Wal-Mart strikes in 100 cities, 46 states

The video above shows 33 Wal-Mart actions today in 33 cities. There were way more: Making Change at Walmart reports 1,000 actions throughout the country, including strikes in at least 100 cities and protests in 46 states.  Josh Eidelson reported in The Nation that it will take time to tally more exact figures because many strikers are walking off the job on their own in stores where no actions have been taken before.

Local 707 today in Kingston, N.Y.
Teamsters pledged their support for the strike, organized by an offshoot of UFCW. (The Teamsters and UFCW belong to the Change to Win federation.)

Teamsters all over the country came out to show solidarity with the striking workers. Teamsters from Local 728 raised a ruckus on the picket line in Atlanta. They joined a rally in front of a store in Durham, N.C. Joint Council 7's truck rolled up to the Wal-Mart action in San Jose, Calif. Teamsters from Local 89 came bearing "ULP Strike" signs in Louisville. Local 707 members brought handmade signs to the rally in Kingston, N.Y.

We'll have more reports of Teamster action over the next week.

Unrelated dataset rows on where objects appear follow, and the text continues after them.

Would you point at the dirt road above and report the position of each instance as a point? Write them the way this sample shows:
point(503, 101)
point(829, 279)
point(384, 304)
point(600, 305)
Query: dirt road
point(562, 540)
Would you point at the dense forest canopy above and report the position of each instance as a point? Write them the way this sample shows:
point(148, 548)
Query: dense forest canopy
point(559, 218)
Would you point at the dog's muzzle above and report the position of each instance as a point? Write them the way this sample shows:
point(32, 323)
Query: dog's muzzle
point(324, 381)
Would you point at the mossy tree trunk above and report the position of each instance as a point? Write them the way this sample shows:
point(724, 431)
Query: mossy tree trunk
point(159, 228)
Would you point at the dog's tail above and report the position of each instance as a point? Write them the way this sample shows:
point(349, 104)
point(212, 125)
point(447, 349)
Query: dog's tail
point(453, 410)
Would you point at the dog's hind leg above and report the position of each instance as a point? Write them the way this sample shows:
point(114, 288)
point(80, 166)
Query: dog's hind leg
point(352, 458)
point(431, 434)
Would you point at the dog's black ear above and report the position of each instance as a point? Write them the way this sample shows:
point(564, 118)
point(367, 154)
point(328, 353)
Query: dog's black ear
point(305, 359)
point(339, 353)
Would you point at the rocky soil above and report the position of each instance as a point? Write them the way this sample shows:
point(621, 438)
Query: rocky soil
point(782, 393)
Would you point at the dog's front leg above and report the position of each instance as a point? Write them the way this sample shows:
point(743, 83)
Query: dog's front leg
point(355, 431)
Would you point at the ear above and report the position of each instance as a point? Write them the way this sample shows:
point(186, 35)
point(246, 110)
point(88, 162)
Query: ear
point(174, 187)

Joint Council 7 in San Jose
Wal-Mart called the police on some strikers. In St. Cloud, Fla.,Vanessa Ferreira,  a 59-year-old cake decorator walked off the job -- alone -- and police arrested her for trespassing. Gather reported,
Ferreira said that the wages Walmart paid were far too low to survive on, and that workers had to use government benefits to supplement their incomes. She also said that many employees are on part-time status, which makes it very difficult for them. "They pay low wages, then the taxpayers pick up the tab for food stamps and Medicaid," Ferreira said.
The Naked Capitalist points out that it's too early to tell how effective the strike will be. But she also notes another threat to Wal-Mart:

It’s too early to tell how effective the Black Friday against Walmart’s low pay and abusive working conditions were. The early reports from management and the organizers are wildly at odds with each other.

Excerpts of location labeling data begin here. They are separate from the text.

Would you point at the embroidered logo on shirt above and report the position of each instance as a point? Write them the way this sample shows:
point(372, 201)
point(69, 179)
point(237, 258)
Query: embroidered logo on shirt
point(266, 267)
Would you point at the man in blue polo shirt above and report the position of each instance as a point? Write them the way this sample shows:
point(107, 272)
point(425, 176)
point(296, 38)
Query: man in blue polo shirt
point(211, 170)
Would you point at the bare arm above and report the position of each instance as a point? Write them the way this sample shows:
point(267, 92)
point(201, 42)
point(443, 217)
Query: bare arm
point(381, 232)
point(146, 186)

However, a new front may open up in the Walmart disputes: that of disruption to its international shipments. It’s too early to tell if this is serious or merely sympathetic window dressing, but the four and a half million strong International Transport Workers’ Federation had cleared its throat. From the Guardian:

Now the International Transport Workers’ Federation (ITF) has written to shipping owners and ship captains who carry Walmart goods and asked them to contact the gigantic global company and express support for the protesting workers. “Walmart workers taking industrial action know that their jobs are at risk. The least we can do to help is use our expertise at sea and relations with the shipping industry to back them in any way we can.”
Local 89 in Louisville, Ky.
ITF acting general secretary Steve Cotton told the Guardian: “We’re talking to captains and the ship operators moving Walmart goods, and asking them to register their concerns with the company about its treatment of staff – and the impact that could have on trade.” 
As readers no doubt know, Walmart’s business model depends on being able to import cheap goods from overseas. It also uses the “just in time” inventory practices first developed by Japanese automakers, so it does not typically carry large inventory buffers. If international transport workers were to start interfering with or delaying Walmart shipments, it could prove to be disruptive.